You might recall the story of Sisyphus, the cruel and deceitful king of Corinth. After a series of direct confrontations with some very powerful gods, Zeus banished him to the Underworld and cursed him with an impossible task. He was to push a massive boulder up a hill, but upon reaching the top of the hill his feet would slip, and the boulder would come barreling down to the bottom of the hill. This would be his bondage for all eternity. And this is why we call seemingly impossible or unending tasks “Sisyphean”, like keeping the house clean while your kids are home in quarantine, or keeping the weeds out of your yard.

 

After the Fall, being a true doer of the Word was a Sisyphean task. God’s people heard the Word of God, and many tried to obey it, but they were unable because sooner or later, their heart would falter, their foot would slip. Because of this, St.

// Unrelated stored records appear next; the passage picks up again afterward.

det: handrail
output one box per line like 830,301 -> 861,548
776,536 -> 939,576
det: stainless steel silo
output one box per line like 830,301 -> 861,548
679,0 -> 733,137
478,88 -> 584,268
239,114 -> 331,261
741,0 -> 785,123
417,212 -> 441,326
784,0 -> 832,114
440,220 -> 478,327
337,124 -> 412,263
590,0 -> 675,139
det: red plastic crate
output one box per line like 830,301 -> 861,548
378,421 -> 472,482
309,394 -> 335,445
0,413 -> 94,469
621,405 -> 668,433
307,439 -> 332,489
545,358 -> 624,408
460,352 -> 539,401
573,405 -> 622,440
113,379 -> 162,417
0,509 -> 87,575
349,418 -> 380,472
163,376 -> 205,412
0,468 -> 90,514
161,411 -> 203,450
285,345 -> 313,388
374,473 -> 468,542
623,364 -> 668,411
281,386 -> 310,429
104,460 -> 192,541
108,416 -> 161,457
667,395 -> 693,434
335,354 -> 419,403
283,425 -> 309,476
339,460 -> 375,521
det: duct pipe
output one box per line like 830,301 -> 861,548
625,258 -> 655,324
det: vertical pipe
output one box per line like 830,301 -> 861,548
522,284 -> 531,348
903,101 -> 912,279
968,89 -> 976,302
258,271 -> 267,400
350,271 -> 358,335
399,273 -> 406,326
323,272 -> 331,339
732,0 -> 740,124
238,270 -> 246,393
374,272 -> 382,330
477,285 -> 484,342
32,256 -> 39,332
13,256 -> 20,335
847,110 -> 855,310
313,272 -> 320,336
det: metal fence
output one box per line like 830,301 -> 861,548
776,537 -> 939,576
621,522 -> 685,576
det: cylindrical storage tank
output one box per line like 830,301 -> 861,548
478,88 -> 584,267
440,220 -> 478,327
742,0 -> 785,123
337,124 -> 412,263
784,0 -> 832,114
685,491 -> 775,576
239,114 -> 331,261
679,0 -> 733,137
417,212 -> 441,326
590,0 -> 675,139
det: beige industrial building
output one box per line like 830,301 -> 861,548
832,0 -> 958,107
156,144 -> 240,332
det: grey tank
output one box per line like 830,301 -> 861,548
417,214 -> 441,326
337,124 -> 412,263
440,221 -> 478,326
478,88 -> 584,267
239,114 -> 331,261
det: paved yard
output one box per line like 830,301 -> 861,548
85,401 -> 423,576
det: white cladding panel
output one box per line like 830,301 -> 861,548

Paul speaks of the Law as a cause for death: “I found that the very commandment that was intended to bring life actually brought death.” And yet James speaks of the “perfect Law of Liberty”. Well, is the Law Sisyphean or is it our path to Shalom? "For God has done what the law, weakened by the flesh, could not do. By sending his own Son in the likeness of sinful flesh and for sin,[c] he condemned sin in the flesh, in order that the righteous requirement of the law might be fulfilled in us.” Meaning, because of the Death and Resurrection of Jesus Christ, we now have the Spirit which will enable us to keep God’s Law, to make us true doers of the Word! The commands of God, which before were a Sisyphean bondage, are now the path to Liberty and Shalom. So James says with the confidence of the New Covenant: “Be ye doers of the Word, and not hearers only.”

 

And this should give us great hope. God’s plan is to bring all things back to shalom. He tells us to ask Him for this. Listen to our Collect to hear what I’m talking about. Today the Church asks God, “Grant that we may think (or hear) those things that are Good, and by thy merciful guiding may perform (or do) the same.”

 

We have been given a clear command. We must act on what we know. We must repent of what God shows us. We must do what we hear Him say in His Word. We should strive to fulfill this command with all our heart, mind, and strength. But we have also been given the promise of the Gospel, that Jesus Christ is working in us to fulfill all righteousness. And so I leave you with a blessing, May God make clear to you His Law, and whisper in your ear what expects from you, and may He work mightily in your heart and cause you to walk in His ways, that His kingdom and Shalom might flourish in you, and in your homes, and in this blessed Earth, in the name of the Father, and of the Son, and of the Holy Ghost. Amen.